Carry On, My Wayward Son
And so I found myself again roaming the back roads with the Winchester boys, mixing it up with their demons both metaphorical and all-too-actual.  I had given up on "Supernatural" halfway through the previous (seventh!) season, because I couldn't handle what happened to my favorite supporting character.  But I eventually went back and caught up before last week's season premiere.  I still think last year wasn't the show's best season.  Let me digress by saying that in some ways its first three seasons hit high points that later ones didn't because there was a simplicity back then.  There was something gloriously simple about two wisecracking brothers roaming the back roads of the Midwest, hunting monsters, saving people, listening to great classic rock, and living by Dean's creed of "let's kill some evil sons of bitches and let's raise a little hell."  And it worked.  It was about family and perseverance and sacrifice and doing what was right instead of what was easy.  And, boy, did it work.

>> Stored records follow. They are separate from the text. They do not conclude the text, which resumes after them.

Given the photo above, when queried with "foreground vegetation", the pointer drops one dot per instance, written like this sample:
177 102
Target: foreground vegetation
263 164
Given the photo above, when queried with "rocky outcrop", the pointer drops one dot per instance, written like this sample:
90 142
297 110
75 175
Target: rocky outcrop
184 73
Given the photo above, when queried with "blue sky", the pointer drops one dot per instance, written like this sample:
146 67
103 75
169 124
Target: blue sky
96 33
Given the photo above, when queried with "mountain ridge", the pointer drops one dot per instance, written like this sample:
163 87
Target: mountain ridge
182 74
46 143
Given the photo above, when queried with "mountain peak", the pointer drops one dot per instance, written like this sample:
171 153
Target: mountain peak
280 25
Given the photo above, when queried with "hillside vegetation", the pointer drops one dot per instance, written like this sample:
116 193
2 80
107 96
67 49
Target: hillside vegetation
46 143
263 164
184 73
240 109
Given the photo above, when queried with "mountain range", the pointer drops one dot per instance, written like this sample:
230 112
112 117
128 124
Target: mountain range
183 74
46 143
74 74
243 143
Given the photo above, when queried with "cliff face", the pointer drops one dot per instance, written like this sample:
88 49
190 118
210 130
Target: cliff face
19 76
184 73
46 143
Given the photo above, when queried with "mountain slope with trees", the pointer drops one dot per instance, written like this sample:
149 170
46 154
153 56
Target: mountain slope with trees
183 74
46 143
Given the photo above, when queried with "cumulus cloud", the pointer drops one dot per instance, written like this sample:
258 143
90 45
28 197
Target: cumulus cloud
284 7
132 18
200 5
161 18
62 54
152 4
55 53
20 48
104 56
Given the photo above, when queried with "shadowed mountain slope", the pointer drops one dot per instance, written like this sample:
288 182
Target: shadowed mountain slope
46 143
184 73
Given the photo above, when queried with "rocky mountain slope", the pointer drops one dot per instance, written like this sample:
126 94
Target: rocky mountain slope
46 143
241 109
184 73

Which brings me to now.  We've only had two episodes of the new season, but they're enough to make me keep watching again.  It's really about two elements: Dean the Damaged Hero and The Slimy Splendor of Crowley.  Mark Sheppard as the King of Hell is magnificent, easily the best and most interesting villain we've seen in a long, long time.  Not even previous seasons' Lucifer could hold a candle to Crowley.  He by himself is reason enough to watch "Supernatural" again.  Then there's Dean Winchester, long-suffering Dean who just keeps slogging on despite everything.  The good son, the loyal big brother, soldiering on, wounded or not - but usually wounded, day in and day out, when the choices are never good, when the chips are down, and always with a wisecrack.  He's both very complicated and very simple.  Oh, he loves him some gluttony and lust, he loves him some pie, he loves his classic rock and his Metallicar and his movie quotes and his fictitious BustyAsianBeauties.Com, but at the end of the day, the guy's got a crazy solid sense of morality, and Jensen Ackles has done a great job with him.

So Dean it is.  Maybe I won't get to roam the galaxies and accidentally marry Henry VIII along the way, but I'll happily take driving down that country road with pie and all the classic rock and metal a girl could want while trying to save the world. Again.